Davaya ilişkin sunulan delillerin hep birlikte değerlendirilmesinde her türlü şüpheden uzak, somut ve kesin delil elde edilemediğine vurgu yapan Mahkeme kararında, “Terör örgütü propagandası yapmak suçundan sanıkların cezalandırılmasına yeterli iddia dışında, her türlü şüpheden uzak somut ve kesin delil elde edilememiştir. Ayrıntı ve gerekçesi Yargıtay Ceza Genel Kurulunun 17/11/2009 tarihli ve 2009/8-122-266 sayılı kararında da belirtildiği üzere, ceza yargılamasının en önemli ilkelerinden biri olan “kuşkudan sanık yararlanır” kuralı uyarınca, sanığın bir suçtan cezalandırılmasının temel koşulu, suçun kuşkuya yer vermeyen bir kesinlikle ispat edilmesidir. Gerçekleşme şekli kuşkulu ve tam olarak aydınlatılmamış olaylar ve iddialar sanığın aleyhine yorumlanarak mahkumiyet hükmü kurulamaz. Ceza mahkumiyeti, yargılama sürecinde toplanan kanıtların bir kısmına dayanılarak ve diğer bir kısım göz ardı edilerek ulaşılan ihtimali kanıya değil, kesin ve açık bir ispata dayanmalıdır. Bu ispat, hiçbir kuşu ve başka her türlü bir oluşa olanak vermeyecek açıklıkta olmalıdır. Yüksek de olsa bir olasılığa dayanılarak sanığı cezalandırmak, ceza yargılamasının en önemli amacı olan gerçeğe ulaşmadan, varsayıma dayalı olarak hüküm vermek anlamına gelir. O halde, ceza yargılamasında mahkumiyet, büyük veya küçük bir olasılığa değil, her türlü kuşkudan uzak bir kesinliğe dayanmalıdır. Adli hataların önüne geçilmesinin tek yolu budur.

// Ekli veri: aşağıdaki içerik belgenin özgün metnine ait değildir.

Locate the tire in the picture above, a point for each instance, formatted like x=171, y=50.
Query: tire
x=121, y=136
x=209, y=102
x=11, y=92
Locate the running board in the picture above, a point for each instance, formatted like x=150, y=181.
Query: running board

Tüm bu hususlar birlikte değerlendirildiğinde sanıkların beraatlerine karar vermek gerekmiştir” ifadelerine yer verdi.

 

BAŞSAVCI KARARA İTİRAZDA BULUNDU

Pülümür Asliye Ceza Mahkemesi tarafından verilen karara Tunceli Cumhuriyet Başsavcısı Mustafa Tarsuslu, Yargıtay kanalıyla temyizde bulunuldu.

Başsavcı Tarsuslu temyiz gerekçelerini şöyle sıraladı: “Sanıkların üzerlerine atılı, 3713 Sayılı terörle mücadele kanunun 7/2 maddesinde tanımlanan “silahlı terör örgütünün propagandasını yapmak” suçu ile ilgili davalara bakmak görevinin, 21/02/2014 tarihli ve 6526 sayılı kanunun 2. Maddesiyle değişik 5235 sayılı Adli Yargı İlk Derece Mahkemeleri ile Bölge Adliye Mahkemelerinin Kuruluş, Görev ve Yetkileri Hakkında Kanunun 12. Maddesinin 1. Fıkrası uyarınca ağır ceza mahkemesine ait olması karşısında 5235 sayılı Kanunun 12/1, 5271 sayılı CMK’nın 3/1,4/1,5/1 maddeleri uyarınca Tunceli Ağır Ceza Mahkemesine hitaben görevsizlik kararı verilmesi yerine yazılı şekilde hüküm tesisi usul ve yasaya aykırıdır. Sonuç ve talep yukarıda kısaca arz ve izah edilen nedenlerden dolayı Pülümür Asliye Ceza Mahkemesinin mezkur kararının incelenerek bozulmasını saygı ile arz ve talep olunur.”